A theologian of fiery conviction, she argued that true faith demands political resistance to violence, poverty, and oppression.
Dorothee Sölle was a force of nature who refused to let theology remain in the ivory tower. Growing up in the shadow of Nazi Germany, she developed a lifelong allergy to authoritarianism and passive faith. After the war, she studied philosophy and theology, becoming a sharp critic of what she called 'Christofascism'—the use of Christian language to justify oppressive power. Sölle's theology was one of action and solidarity. She believed God was not a remote dictator but found in the struggle for justice, a concept she termed 'political theology.' For decades, she was a leading voice in the German peace movement, protesting nuclear weapons and the Vietnam War, and later, global economic injustice. Her writing was poetic, direct, and challenging, and she taught not in traditional church institutions but in universities and grassroots gatherings. To her, prayer was not a retreat from the world but a 'breathing exercise' for the hard work of changing it.
1928–1945
Born between the Depression and the end of WWII. Too young to fight, old enough to remember. They became the conformist middle managers of the 1950s — and the civil rights leaders who quietly dismantled Jim Crow.
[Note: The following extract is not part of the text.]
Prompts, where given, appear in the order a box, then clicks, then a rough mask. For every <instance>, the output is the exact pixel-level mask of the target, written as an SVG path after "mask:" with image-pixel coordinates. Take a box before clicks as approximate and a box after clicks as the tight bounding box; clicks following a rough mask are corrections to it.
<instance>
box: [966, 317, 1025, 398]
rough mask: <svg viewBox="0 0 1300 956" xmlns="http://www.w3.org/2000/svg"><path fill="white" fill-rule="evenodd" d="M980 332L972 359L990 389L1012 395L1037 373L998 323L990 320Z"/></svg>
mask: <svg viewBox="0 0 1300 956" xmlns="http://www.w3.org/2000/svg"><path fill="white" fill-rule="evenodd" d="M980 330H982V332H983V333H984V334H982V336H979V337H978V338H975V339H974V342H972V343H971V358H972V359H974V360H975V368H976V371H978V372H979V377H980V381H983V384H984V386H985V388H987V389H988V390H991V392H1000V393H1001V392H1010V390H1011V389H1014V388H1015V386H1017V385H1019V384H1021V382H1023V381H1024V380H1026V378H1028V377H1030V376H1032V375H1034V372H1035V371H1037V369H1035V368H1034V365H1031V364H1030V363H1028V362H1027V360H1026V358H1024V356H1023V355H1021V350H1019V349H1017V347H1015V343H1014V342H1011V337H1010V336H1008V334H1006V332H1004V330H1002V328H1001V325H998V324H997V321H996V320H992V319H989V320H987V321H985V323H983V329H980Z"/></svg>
Dorothee was born in 1929, placing them squarely in The Silent Generation. The events that shaped this generation — world wars, depression, and rapid industrialization — shaped the world they entered and the choices available to them.
The biggest hits of 1929
#1 Movie
The Broadway Melody
Best Picture
The Broadway Melody
The world at every milestone
Wall Street crashes, triggering the Great Depression
Battle of Midway turns the tide in the Pacific
WWII ends; atomic bombs dropped on Hiroshima and Nagasaki
India gains independence; the Dead Sea Scrolls found
Korean War begins
Fidel Castro takes power in Cuba
Apollo 11: humans walk on the Moon; Woodstock festival
Iran hostage crisis begins; Three Mile Island accident
Berlin Wall falls; Tiananmen Square protests
Columbine shooting; Y2K panic builds
US invades Iraq; Human Genome Project completed
She was married to the painter and former Benedictine monk Fulbert Steffensky.
Sölle held a visiting professorship at Union Theological Seminary in New York City for many years.
Her doctoral thesis was on the relationship between theology and poetry after the Holocaust.
She was an outspoken critic of the post-9/11 'War on Terror.'
“The opposite of faith is not doubt, but indifference.”